The 2010 Act limits the information which is disclosable to, amongst other things, whether a contract of insurance exists which covers or might reasonably be thought to cover the supposed liability. Where such a contract exists, the name of the insurer and the terms of the insurance must be disclosed. Default allows the third party to apply to the Court for its disclosure.
In the case of Re OT Computers Ltd (In Administration)  Lloyd's Rep IR 669, the Court of Appeal held that the 2010 Act's predecessor, the Third Parties (Rights against Insurers) Act 1930, allowed for the disclosure of a contract of insurance before the establishment of the insured's liability. This is reflected in the wording of the 2010 Act which only requires that the third party "reasonably believes" that the rights of insured have transferred under the 2010 Act. Thus, a third party may obtain pre-action disclosure of an insurance policy where the 2010 Act applies.
The decision in Peel Port
In Peel Port an application was made for the disclosure of an insurance policy under CPR 31.16(3). Peel Port owned a warehouse in Kent which was damaged by fire. Peel Port alleged that another company, EAPL, had caused the fire by flame cutting work carried out on neighbouring premises.
The claim was complicated by the fact that if the action was successful then EAPL would likely be forced into insolvency. EAPL's insurers, Dornoch, denied that the claim by Peel Port was covered by EAPL's insurance policy. Dornoch alleged that the work was in breach of a condition precedent contained within an endorsement.
Peel Port made an application against Dornoch for pre-action disclosure of the full insurance policy, including the endorsement. Without being able to establish whether the contract covered EAPL, Peel Port was unable to bring its claim without risking substantial cost for a judgment against an uninsured and insolvent defendant.
Jefford J held that the special regime created by the 2010 Act precluded the operation of CPR 31.16(3). If insurance policies were obtainable under CPR 31.16(3) then the disclosure provisions of the 2010 Act were effectively made redundant. By implementing a special regime, Parliament must have considered insurance policies non-disclosable under the ordinary provisions of the Civil Procedure Rules.

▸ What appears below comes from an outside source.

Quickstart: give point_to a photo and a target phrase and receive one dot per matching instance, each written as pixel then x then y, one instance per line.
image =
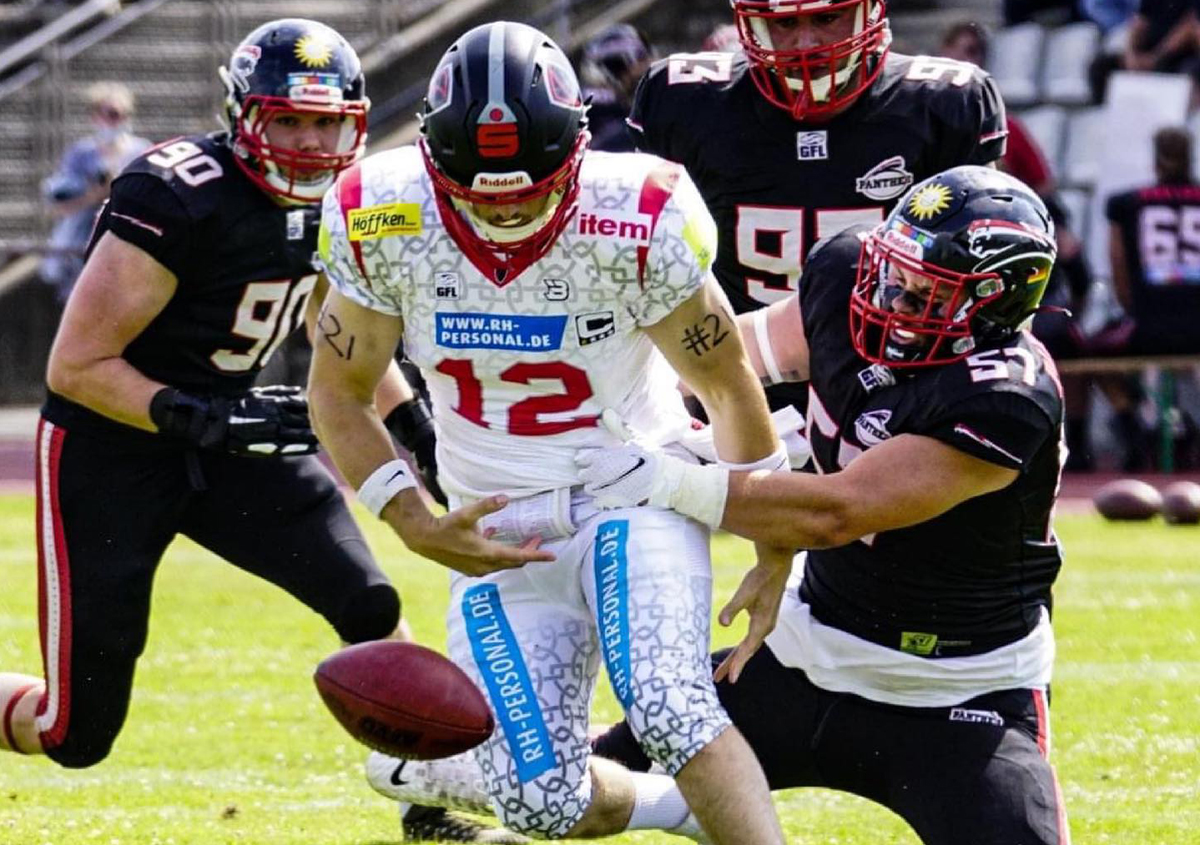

Such an approach followed the case of West London Pipeline and Storage v Total UK Ltd  Lloyd's Rep IR 688, where it was held that the general approach to the disclosure of insurance policies of solvent insured defendants is that the policies are not disclosable. This is because the policies neither advance nor undermine any party's case.
At the time that the action was brought, EAPL continued to be a solvent company. Thus, the 2010 Act did not apply and the approach of West London Pipeline was followed.
Practical effect for insurers where their insured is insolvent
The decision in Peel Port Shareholder Finance means that ordinarily insurers do not need to disclose insurance policies to third parties at the pre-action stage. However, where the insured is insolvent and the 2010 Act applies then if an insurer receives a valid request for disclosure, even at a pre-action stage, the insurer should disclose the policy. Failure to do so may result in an adverse court order and subsequent adverse costs. What Peel Port makes clear is that CPR 31.16(3) cannot be used to circumvent the insolvency requirement of the 2010 Act, even where insolvency is highly likely as a result of the action.